Power of Two as Sum of Consecutive Integers

A sum of $k+1$ consecutive integers $n + (n+1) + (n+2) \cdots + (n+k)$ can be written as $\sum_{i=0}^{k}{n+i} = n(k+1) + \frac{(k)(k+1)}{2} = (k+1)\left(n + \frac{k}{2}\right)$ Assume there's a power of 2 that can be written as $(k+1)\left(n + \frac{k}{2}\right)$ for some natural $n$ and $k$ , then both $(k+1)$ and $\left(n + \frac{k}{2}\right)$ must be powers of 2, which means that $k$ must be odd. But that would mean $\left(n+\frac{k}{2}\right)$ is not an integer, and so not a power of 2. This is a contradiction, and so our original assumption was false. Therefore, no power of two can be written as a sum of consecutive integers and $\boxed{\text{There is no such }k}$ is the correct answer.

As with Jose's proof, we take the sum of $(k+1)$ consecutive integers (with $k \geq 1$ ), starting at $n$ , to be

$\sum_{i=0}^k (n+i) = (k+1)(n+\frac{k}{2}) = 2^d$ , for some positive integer $d$ .

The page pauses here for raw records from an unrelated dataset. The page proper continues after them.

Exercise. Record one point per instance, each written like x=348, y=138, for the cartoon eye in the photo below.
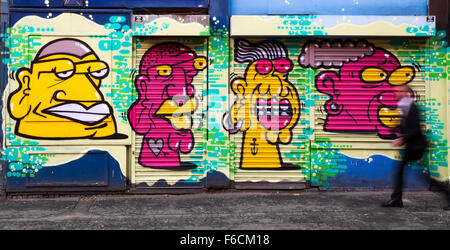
x=164, y=70
x=373, y=75
x=65, y=74
x=264, y=66
x=200, y=63
x=100, y=73
x=283, y=65
x=402, y=76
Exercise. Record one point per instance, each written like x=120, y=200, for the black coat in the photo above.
x=412, y=134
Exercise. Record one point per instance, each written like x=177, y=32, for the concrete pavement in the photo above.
x=228, y=210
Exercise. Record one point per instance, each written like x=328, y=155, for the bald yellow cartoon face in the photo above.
x=59, y=97
x=267, y=105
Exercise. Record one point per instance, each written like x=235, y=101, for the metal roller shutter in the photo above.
x=271, y=163
x=347, y=112
x=151, y=171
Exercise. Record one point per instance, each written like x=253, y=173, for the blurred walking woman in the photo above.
x=411, y=136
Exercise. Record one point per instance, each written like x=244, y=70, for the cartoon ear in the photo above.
x=238, y=85
x=325, y=82
x=18, y=103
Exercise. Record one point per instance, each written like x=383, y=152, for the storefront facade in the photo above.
x=190, y=95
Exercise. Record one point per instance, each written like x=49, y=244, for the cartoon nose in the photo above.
x=401, y=76
x=180, y=100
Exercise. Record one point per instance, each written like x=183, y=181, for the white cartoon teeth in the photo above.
x=77, y=112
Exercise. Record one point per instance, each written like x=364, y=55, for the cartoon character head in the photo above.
x=166, y=102
x=59, y=96
x=362, y=95
x=267, y=105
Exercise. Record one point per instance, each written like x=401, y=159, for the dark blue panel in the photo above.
x=117, y=3
x=96, y=170
x=218, y=7
x=73, y=3
x=376, y=173
x=99, y=16
x=328, y=7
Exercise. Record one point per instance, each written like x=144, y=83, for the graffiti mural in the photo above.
x=165, y=104
x=59, y=97
x=267, y=105
x=361, y=94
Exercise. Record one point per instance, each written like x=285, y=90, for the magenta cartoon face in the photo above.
x=166, y=102
x=362, y=95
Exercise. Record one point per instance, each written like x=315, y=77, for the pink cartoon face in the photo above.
x=362, y=94
x=166, y=102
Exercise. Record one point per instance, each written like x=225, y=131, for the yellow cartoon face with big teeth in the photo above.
x=267, y=106
x=59, y=97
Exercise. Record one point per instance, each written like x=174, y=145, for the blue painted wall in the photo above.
x=329, y=7
x=3, y=77
x=114, y=3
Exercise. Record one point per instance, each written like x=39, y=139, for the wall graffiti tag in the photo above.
x=267, y=105
x=59, y=97
x=165, y=104
x=361, y=93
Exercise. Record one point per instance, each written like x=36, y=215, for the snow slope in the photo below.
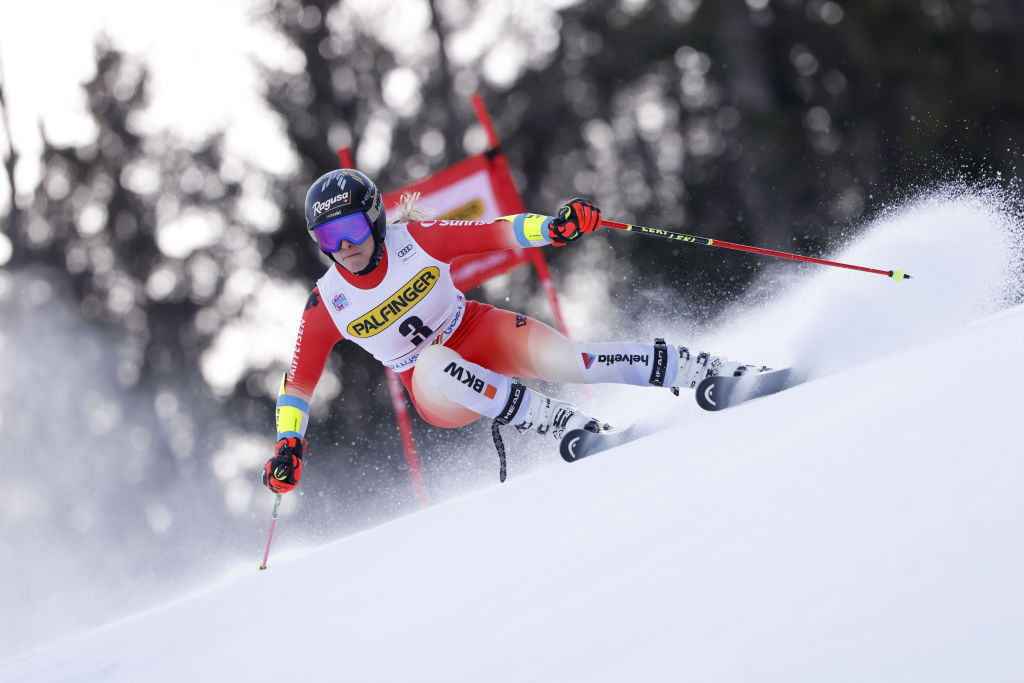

Let us rewrite this: $(k+1)(\frac{2n + k}{2}) = 2^d$ , so

$(k+1)(2n+k) = 2^{d+1}$ .

Now we know that all the numbers involved are integers. But if $(k+1)$ is a factor of $2^{d+1}$ , and $k \geq 1$ , $k$ must be odd. Also, if $(2n+k)$ is a factor of $2^{d+1}$ , $k$ must be even. There's the contradiction.